El bebé que no entiende nada pero es más largo que ancho (y ahí ya se nos va en un pico la comparación, sus lo advierto…), lo mira sin parar de reír. Es una jartá de improbable que sepa qué acaba de decir su hermano. Es una jartá improbable que sepa lo que es un juego de palabras, sin embargo, ahí está, tendiendo puentes con su sonrisa, su jajejijojú con redoble de tambor, enseñándonos las infinitas posibilidades que tiene la alegría como medio de comunicación.

– ¡Lorenciiiito Pipinochiiiiitooooo!

Y dale que dale con su risa y su algarabía y su locura de niño feliz.

– Lorencito Pipinochito es nombre maravilla, bribón… – Lo estrujo los mofletes hasta que me canso, cosa que no suele gustarle, pero por la razón que fuese, en esta ocasión, no parece molestarle.

– Ahora que ya tenemos todos nombre: ¡a jugar!

Y es entonces, cuando veo cómo se emocionan con la sola idea de compartir un rato de ocio conmigo, que vuelvo a mi idea sobre lo muchísimo que nos complicamos la vida los padres con respecto a ellos, a los niños. Llenamos la casa de cachivaches, de juguetes modernísimos y carísimos y complicadísimos, de puzles con más piezas que abueletes en verbena, de muñecos que hacen y deshacen y vuelven a hacer. De coches con ojos, coches con boca, coches con metralleta, coches con paracaídas, coches anfibios, coches con todo lo imaginable, que lo mismo te operan de cataratas que te arrancan una muela. De todo les compramos, porque no vaya a ser que nos crezcan con un ‘yo no tuve’.

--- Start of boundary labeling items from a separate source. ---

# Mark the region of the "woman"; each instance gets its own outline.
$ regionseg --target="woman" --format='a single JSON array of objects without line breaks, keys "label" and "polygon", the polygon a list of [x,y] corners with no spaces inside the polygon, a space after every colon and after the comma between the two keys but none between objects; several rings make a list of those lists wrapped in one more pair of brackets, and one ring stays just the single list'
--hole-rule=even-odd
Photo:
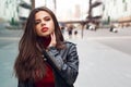
[{"label": "woman", "polygon": [[79,74],[76,46],[64,41],[55,14],[34,9],[14,64],[17,87],[73,87]]}]

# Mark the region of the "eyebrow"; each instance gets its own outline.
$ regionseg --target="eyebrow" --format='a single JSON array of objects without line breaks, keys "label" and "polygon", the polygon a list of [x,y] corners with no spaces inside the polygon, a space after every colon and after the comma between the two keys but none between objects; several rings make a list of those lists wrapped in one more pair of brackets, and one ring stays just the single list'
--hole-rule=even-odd
[{"label": "eyebrow", "polygon": [[[51,18],[51,16],[48,15],[44,16],[43,18],[47,18],[47,17]],[[36,18],[35,21],[39,21],[39,18]]]}]

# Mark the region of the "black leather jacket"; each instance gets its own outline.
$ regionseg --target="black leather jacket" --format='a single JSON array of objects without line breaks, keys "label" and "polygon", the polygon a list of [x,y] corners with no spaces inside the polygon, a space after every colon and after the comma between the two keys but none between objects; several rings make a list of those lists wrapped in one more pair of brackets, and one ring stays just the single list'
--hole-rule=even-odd
[{"label": "black leather jacket", "polygon": [[[50,47],[44,52],[47,62],[53,69],[55,87],[74,87],[73,84],[79,74],[79,55],[76,46],[72,42],[66,41],[66,49],[57,50]],[[33,80],[19,80],[17,87],[35,87]]]}]

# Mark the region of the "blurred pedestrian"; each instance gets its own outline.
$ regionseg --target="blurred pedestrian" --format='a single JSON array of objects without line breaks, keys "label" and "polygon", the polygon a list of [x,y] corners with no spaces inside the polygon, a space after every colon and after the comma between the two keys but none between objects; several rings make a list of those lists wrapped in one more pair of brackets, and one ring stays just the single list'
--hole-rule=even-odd
[{"label": "blurred pedestrian", "polygon": [[31,12],[14,72],[17,87],[73,87],[79,74],[76,46],[63,39],[49,9],[36,8]]},{"label": "blurred pedestrian", "polygon": [[73,26],[70,25],[70,26],[68,27],[68,35],[69,35],[69,38],[72,38],[72,30],[73,30]]}]

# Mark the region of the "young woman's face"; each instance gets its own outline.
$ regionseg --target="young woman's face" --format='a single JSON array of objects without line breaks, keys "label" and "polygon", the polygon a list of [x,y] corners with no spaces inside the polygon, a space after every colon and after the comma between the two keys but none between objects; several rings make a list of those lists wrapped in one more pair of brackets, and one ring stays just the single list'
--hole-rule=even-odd
[{"label": "young woman's face", "polygon": [[55,32],[52,17],[46,11],[39,11],[35,14],[35,29],[38,36],[48,37]]}]

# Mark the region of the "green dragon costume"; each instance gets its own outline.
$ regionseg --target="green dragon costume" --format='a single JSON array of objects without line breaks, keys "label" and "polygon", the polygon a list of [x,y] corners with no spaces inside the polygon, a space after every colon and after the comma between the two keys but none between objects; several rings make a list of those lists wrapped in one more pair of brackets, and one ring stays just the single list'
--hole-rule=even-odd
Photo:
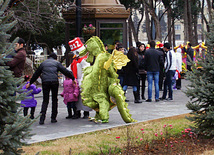
[{"label": "green dragon costume", "polygon": [[109,110],[117,106],[126,123],[136,122],[129,113],[124,91],[116,73],[117,69],[126,66],[130,60],[120,51],[108,53],[97,36],[91,37],[85,43],[85,47],[79,55],[84,56],[88,53],[86,61],[94,64],[84,69],[81,85],[83,104],[96,111],[95,121],[107,123]]}]

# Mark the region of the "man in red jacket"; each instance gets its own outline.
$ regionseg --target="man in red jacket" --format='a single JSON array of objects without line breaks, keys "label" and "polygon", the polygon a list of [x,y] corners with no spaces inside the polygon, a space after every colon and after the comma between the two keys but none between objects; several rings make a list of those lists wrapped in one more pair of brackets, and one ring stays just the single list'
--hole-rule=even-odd
[{"label": "man in red jacket", "polygon": [[7,63],[10,70],[13,71],[13,75],[15,77],[21,77],[24,70],[26,60],[26,50],[24,49],[24,44],[24,39],[19,38],[15,47],[16,54],[13,59]]}]

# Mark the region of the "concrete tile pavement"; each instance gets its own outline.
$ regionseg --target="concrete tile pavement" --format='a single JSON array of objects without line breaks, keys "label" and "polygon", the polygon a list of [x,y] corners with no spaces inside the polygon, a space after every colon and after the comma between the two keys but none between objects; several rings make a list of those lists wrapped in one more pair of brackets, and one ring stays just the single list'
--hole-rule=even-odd
[{"label": "concrete tile pavement", "polygon": [[[127,98],[130,100],[128,108],[132,117],[138,122],[143,122],[152,119],[158,119],[163,117],[175,116],[179,114],[189,113],[190,111],[186,108],[186,103],[188,98],[183,93],[186,89],[188,81],[182,79],[182,89],[174,90],[174,100],[173,101],[160,101],[155,102],[154,100],[154,88],[153,88],[153,102],[143,102],[141,104],[134,103],[134,97],[132,93],[132,88],[128,89]],[[60,86],[59,94],[62,92],[63,88]],[[160,92],[160,97],[162,96],[162,91]],[[147,98],[147,88],[145,97]],[[35,95],[38,105],[36,107],[35,116],[39,115],[42,103],[42,93]],[[50,97],[51,101],[51,97]],[[31,133],[35,134],[31,139],[26,142],[36,143],[46,140],[53,140],[57,138],[83,134],[87,132],[93,132],[102,129],[108,129],[112,127],[118,127],[127,125],[121,118],[117,107],[109,112],[109,123],[106,124],[95,124],[87,119],[65,119],[67,116],[67,108],[63,103],[63,98],[58,96],[58,116],[57,123],[51,123],[51,102],[49,103],[48,111],[46,114],[46,120],[44,125],[39,125],[39,119],[32,125]],[[90,116],[94,117],[95,112],[91,111]]]}]

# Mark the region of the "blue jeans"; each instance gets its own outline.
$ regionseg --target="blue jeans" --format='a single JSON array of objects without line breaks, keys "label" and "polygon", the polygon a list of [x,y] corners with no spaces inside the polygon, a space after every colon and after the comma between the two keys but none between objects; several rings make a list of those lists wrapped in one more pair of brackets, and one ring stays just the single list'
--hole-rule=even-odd
[{"label": "blue jeans", "polygon": [[163,96],[162,96],[163,99],[166,98],[167,88],[169,90],[169,98],[173,99],[173,96],[172,96],[172,93],[173,93],[173,90],[172,90],[172,78],[173,78],[174,75],[175,75],[175,70],[169,70],[166,73],[166,79],[164,81]]},{"label": "blue jeans", "polygon": [[152,99],[152,81],[154,78],[155,99],[159,99],[159,72],[147,72],[148,99]]},{"label": "blue jeans", "polygon": [[[128,88],[128,86],[127,86],[127,85],[124,85],[124,86],[123,86],[123,91],[126,91],[127,88]],[[133,89],[133,91],[137,91],[137,86],[132,86],[132,89]]]}]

No lo digo por decir, porque aunque yo ya pertenezco a la generación en la que los niños no eran un estorbo, y se cuidaban con mimo y dedicación de bonsái, aun bromeamos en las reuniones familiares de mi ansia de guantes de encaje el día de mi Primera Comunión, y que no llevé, porque no dije que los quería, pero pensé que mamá lo daría por hecho. No los pedí, porque pensé que ella me leería la mente con sus ojos biónicos, como siempre. Pero la pobre, pendiente de mí hasta el infinito, me leyó la mente en los zapatos, en el vestido de ensueño, confeccionado por la señora Aurita, nuestra modista-estilista de cabecera. Me leyó la mente en la corona de flores a lo cabeza testada, heredera del reino de amor. Me leyó la mente en todo, porque más linda, no podía ir. Sin embargo: no llevé guantes. Ahí está mi ‘yo no tuve’: la psique infantil es muy de blanco o negro, dulce o salado, Nocilla o Nutella. No hay término medio, y esa también es su gracia colosal. Ains.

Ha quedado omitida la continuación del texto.